The Netflix Prize contest kicked off in October 2006. Enter the Gravity team: Gábor Takács, István Pilászy, and Bottyán Németh, headed by Domonkos Tikk, currently the CEO of Gravity R&D. They were all well versed in the field of machine learning and had ranked high in the 2005 and 2006 KDD (Knowledge Discovery and Data Mining) Cups. But they were facing tough competition: more than 41 000 teams from 186 countries, including some of the world’s best data scientists and computer engineers. 

According to Domonkos, nobody had the slightest idea how big the task would be. The organizers might have had an inkling that it’s a tall order:  “We suspect the 10% improvement is pretty tough… It may take months; it might take years”, they wrote in the contest announcement. 

In fact, the Netflix Prize contest lasted over two and a half years. All this time, team Gravity stayed in the highest ranks of the public leaderboard.

In retrospect, ten percent was a fairly random number, and indeed difficult to reach, Domonkos says. While in the initial stages of the contest the margin of improvement progressed in leaps and bounds, it slowed down to a crawl towards the end. 

A snapshot of the leaderboard from February 2007, with team Gravity in first position

The Endgame 

As the contest wore on, various teams started merging and combining their algorithms in a concerted effort to reach the elusive ten-percent threshold. In early 2009, on an initiative by Domonkos, team Gravity joined forces with a handful of other teams under the name Grand Prize Team, while their rivals formed the conglomerate BellKor’s Pragmatic Chaos. 

It was this latter that first declared having achieved the ten-percent improvement in movie ratings, in the summer of 2009. According to the rules, contestants had a 30-day period to outdo this result. 

In a new merger, the Grand Prize Team and other top contenders formed an even bigger consortium called The Ensemble, with Gravity’s Gábor Takács at its helm. In a quickfire succession of new entries, the two leading rival conglomerates inched ahead side by side. As the final deadline drew close, on July 26, BellKor’s Pragmatic Chaos and The Ensemble both submitted winning entries in a “photo finish” situation: they produced identical test scores 20 minutes apart.  

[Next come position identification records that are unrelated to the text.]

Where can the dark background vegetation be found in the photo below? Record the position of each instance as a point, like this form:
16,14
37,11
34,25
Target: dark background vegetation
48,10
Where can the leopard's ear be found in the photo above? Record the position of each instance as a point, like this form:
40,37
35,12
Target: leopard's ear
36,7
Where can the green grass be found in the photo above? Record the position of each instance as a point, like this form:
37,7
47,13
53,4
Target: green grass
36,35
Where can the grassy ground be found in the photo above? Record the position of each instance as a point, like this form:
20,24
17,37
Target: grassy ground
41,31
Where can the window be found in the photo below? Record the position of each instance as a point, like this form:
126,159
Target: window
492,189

It took a few days to sort out which team had actually won. Finally, BellKor’s Pragmatic Chaos was declared Grand Prize winner because their entry had arrived first. As Domonkos put it, “This was like a marathon that somebody won by a hair’s breadth”.

The Takeaway 

The Netflix Prize contest ended officially on September 1, 2009, after the winners went through the motions of validating their entry. Although the Gravity team fell short of winning the Grand Prize of a million dollars, the benefits of being the runner-up were lucrative: 

The positive effects of the Netflix Prize were just the beginning. Today, Gravity R&D is a prominent player in the field of personalization engines, anchored in an international network of strategic partnerships and serving major clients worldwide. 

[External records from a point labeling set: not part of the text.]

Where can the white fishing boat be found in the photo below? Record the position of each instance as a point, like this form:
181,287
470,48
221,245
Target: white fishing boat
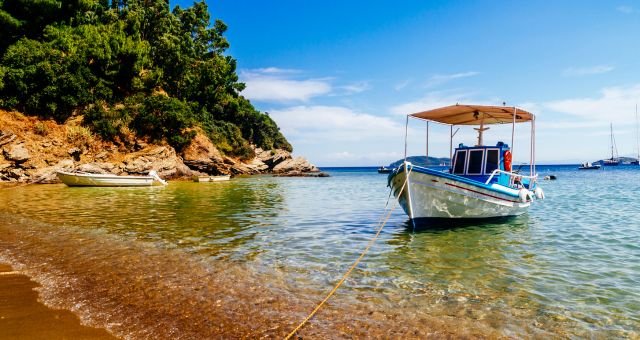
481,182
83,179
219,178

Thanks to Gravity’s powerful algorithm portfolio and over a decade of experience, it regularly outperforms its competition in A/B tests (link to A/B testing article). It has six data centers across the globe, ensuring data security and real-time service. 

The digital output of Gravity R&D has evolved into two distinct brands: Yusp, a tailormade bundle of personalization solutions for enterprise clients in various industries; and Yuspify, its lightweight, ready-to-use version for small or medium e-commerce businesses.

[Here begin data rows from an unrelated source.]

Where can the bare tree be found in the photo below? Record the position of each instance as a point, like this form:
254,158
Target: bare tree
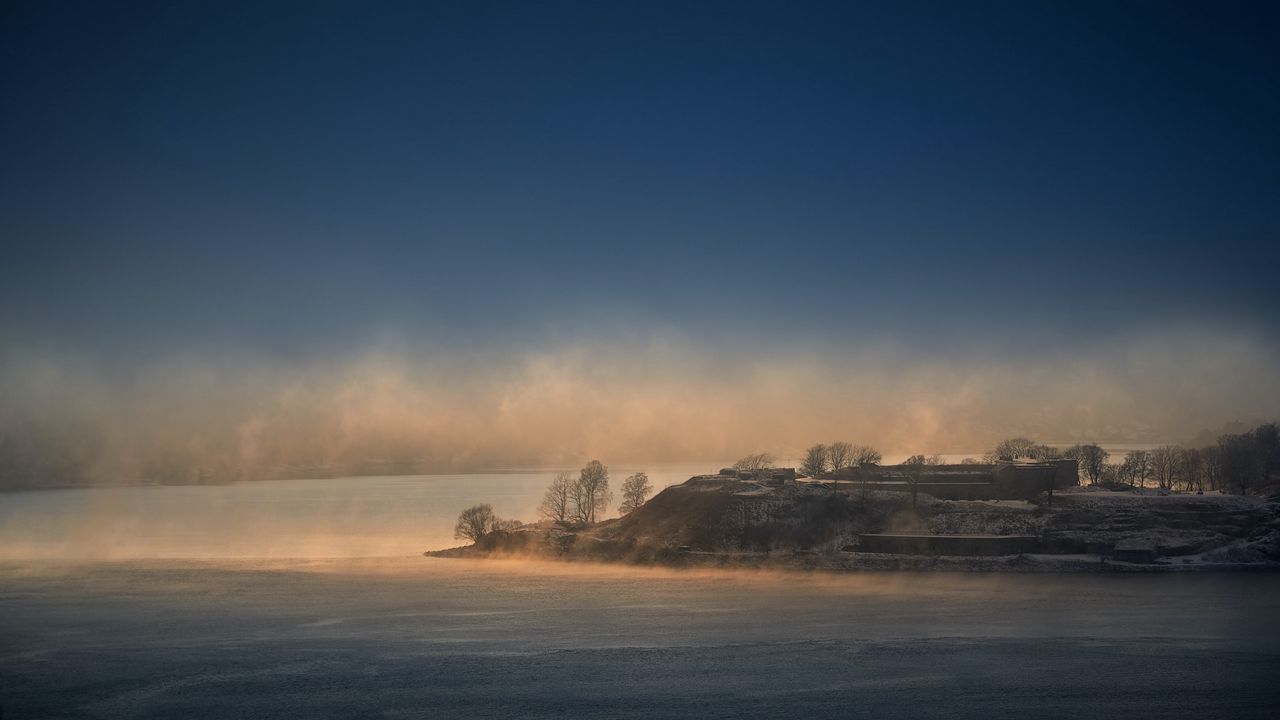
635,490
1165,461
840,455
913,469
753,464
1091,458
1192,469
923,460
475,523
590,493
864,455
1137,464
1011,449
814,461
556,501
1212,460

On top of the tangible results, the Netflix Prize contest also provided an important learning that has shaped the outlook of Domonkos and his colleagues ever since. They realized that, while location is crucial for running a successful business, in terms of professional achievement, it doesn’t matter if you’re in Silicon Valley or in humble Budapest. As long as you’re good, you can be anywhere, and still be a game-changer.